It's ultimately a hardware-dependent answer. Self-modifying code fell out of fashion in the 1990's, once pipelined and cached code execution became the norm in desktop computing. From that point forward, correct answers to how to optimally use your hardware become complex to reason about, but generally follow the paradigms of "data-driven" coding: you're designing code that the CPU understands how to pipeline(and therefore is light on branching and indirection during inner loops), and data that the CPU can cache predictably(which leads to flat, array-like structures that a loop will traverse forward through).
Therefore what compilers will actually do is reorder program behavior towards optimal pipeline usage(where doing so doesn't break the spec). This has clear downsides for any programming style that relies on knowing instruction-level behavior. And it is so hard to keep up with the exactly optimal instructions across successive generations of CPU that in the majority of cases, humans just never get around to attempting hand optimization.

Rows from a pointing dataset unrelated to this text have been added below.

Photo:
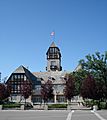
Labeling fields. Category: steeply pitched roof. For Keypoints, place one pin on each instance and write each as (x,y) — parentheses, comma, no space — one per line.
(30,76)
(20,69)
(53,45)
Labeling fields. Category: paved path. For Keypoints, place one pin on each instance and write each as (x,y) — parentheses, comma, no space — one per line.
(53,115)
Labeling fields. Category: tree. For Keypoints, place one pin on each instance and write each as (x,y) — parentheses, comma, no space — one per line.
(4,92)
(88,88)
(79,76)
(26,89)
(96,65)
(47,91)
(69,90)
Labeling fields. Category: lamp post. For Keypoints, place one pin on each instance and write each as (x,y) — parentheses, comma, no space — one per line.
(0,77)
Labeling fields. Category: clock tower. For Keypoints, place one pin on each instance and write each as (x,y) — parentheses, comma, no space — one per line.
(53,58)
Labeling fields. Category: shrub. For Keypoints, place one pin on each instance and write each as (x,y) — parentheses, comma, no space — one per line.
(57,106)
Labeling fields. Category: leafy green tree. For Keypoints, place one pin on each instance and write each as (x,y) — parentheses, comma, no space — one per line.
(69,90)
(79,76)
(88,88)
(96,65)
(26,89)
(47,91)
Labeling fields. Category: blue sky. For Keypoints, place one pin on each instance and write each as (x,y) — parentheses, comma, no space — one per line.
(25,25)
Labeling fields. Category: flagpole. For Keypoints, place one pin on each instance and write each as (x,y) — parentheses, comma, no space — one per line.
(52,36)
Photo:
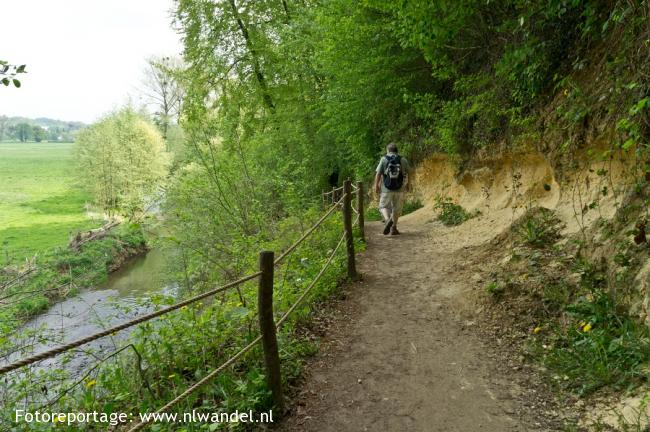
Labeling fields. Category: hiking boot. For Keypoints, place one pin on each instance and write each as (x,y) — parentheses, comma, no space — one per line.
(388,226)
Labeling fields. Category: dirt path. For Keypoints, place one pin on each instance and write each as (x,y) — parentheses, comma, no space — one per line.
(399,357)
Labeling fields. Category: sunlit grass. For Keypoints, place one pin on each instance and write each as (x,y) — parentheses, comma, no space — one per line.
(40,204)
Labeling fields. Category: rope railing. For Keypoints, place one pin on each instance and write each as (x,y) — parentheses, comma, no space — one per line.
(248,347)
(308,232)
(200,383)
(82,341)
(265,298)
(311,285)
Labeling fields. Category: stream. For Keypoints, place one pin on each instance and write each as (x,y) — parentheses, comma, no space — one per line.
(123,296)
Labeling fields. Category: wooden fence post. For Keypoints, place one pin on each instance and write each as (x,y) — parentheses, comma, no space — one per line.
(347,224)
(267,328)
(360,205)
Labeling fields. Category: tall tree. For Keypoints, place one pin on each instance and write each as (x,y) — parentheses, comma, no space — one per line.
(163,91)
(122,159)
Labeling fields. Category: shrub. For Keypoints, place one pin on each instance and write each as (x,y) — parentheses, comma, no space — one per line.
(539,227)
(601,346)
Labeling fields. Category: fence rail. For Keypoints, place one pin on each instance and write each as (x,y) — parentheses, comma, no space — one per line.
(265,301)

The benefit of defining a VM is that you can define whatever is optimal in terms of pragmatic convenience - if you want to write programs that have a certain approach to optimization, you can make some instructions, uses of memory or styles of coding relatively faster or slower, and this leads to an interesting play space for programmers who wish to puzzle through optimization problems. But unless it also happens to represent the actual hardware, it's not going to achieve any particular goal for real performance or energy usage - at least, not immediately. Widespread adoption motivates successively more optimal implementations. But that logic makes it hard to justify any "starting over" kind of effort, because then you end up at the conclusion that the market is actually succeeding at gaining efficiency through its fast-moving generational improvements, even if it does simultaneously result in an environment of obsolescence as the ecosystem-as-a-whole moves forward and leaves some parts behind.
An alternate path forward, one which can integrate with the market, is to define a much more narrow language for each application you have in mind, and be non-particular about the implementation, thus allowing the implementation to become as optimal as possible given a general specification. This task leads, in the large scale, towards something like the VPRI STEPS project, where layers of small languages build off of each other into a graphical desktop environment.